Irony is generally defined as a situation that is not what it seems, that differs from what was expected. Irony is often used for comic effect, but at times is tragic. (See the Greeks. See me sporting my Hilary mask.) The word comes from the Greek, eirōneia for ‘simulated ignorance.’
Another chapter of the Azheimer’s Association sent my mother Christmassy address labels, presumably to affix to the Christmas cards she is no longer capable of writing or sending. They also have her address slightly wrong. What part of that is ironic?
Does it differ from the irony of the multiple books stacked on her nightstand about how to prevent memory loss or how to improve your memory?
Or how does it differ from the irony of me buying a book at Costco this morning called The End of Alzheimer’s, even though I have read lots of actual science books about Alzheimer’s and have spoken with doctors and visited labs and attended seminars? And I know damn well that there is currently no cure for Alzheimer’s and I even know that most of the things we are told can stave off the advance of Alzheimer’s, like practicing yoga, speaking multiple languages, and eating healthy, are exactly what my grandmother and mother did all their lives.
Maybe that is not so much ironic, as delusional.

In literature, I love irony. Also in life. Irony makes life interesting. If I refer to someone as living in an “Irony-Free Zone” I do not mean it as a compliment.

On the other hand, this morning I woke up to un-ironic, good news from the elections, locally and in various other states.

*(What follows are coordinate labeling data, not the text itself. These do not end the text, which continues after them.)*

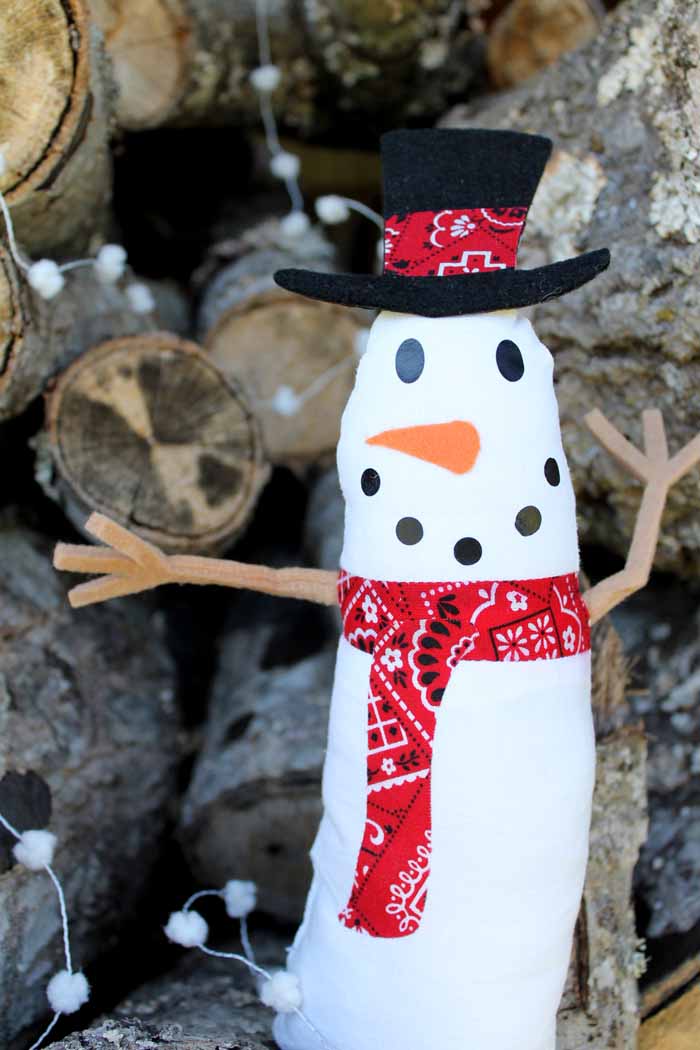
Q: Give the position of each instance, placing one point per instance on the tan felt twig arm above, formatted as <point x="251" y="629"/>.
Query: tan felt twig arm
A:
<point x="131" y="565"/>
<point x="659" y="473"/>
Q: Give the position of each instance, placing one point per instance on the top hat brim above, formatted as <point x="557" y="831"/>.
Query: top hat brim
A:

* This is true. I knew they had lived at 216, rue Pelerin, and so with the help of an old map and a charming man at our hotel, I figured out that rue Pelerin is now rue Pasteur, and we went to that number to find that there was a house, that looked just like the house in the picture of my mother looking coy in the front yard. It was still there and was now Soul Music & Performing Arts Academy (SMPAA). On the tile floors where my mother once roller-skated indoors (so she claimed) Vietnamese children now dance hip-hop.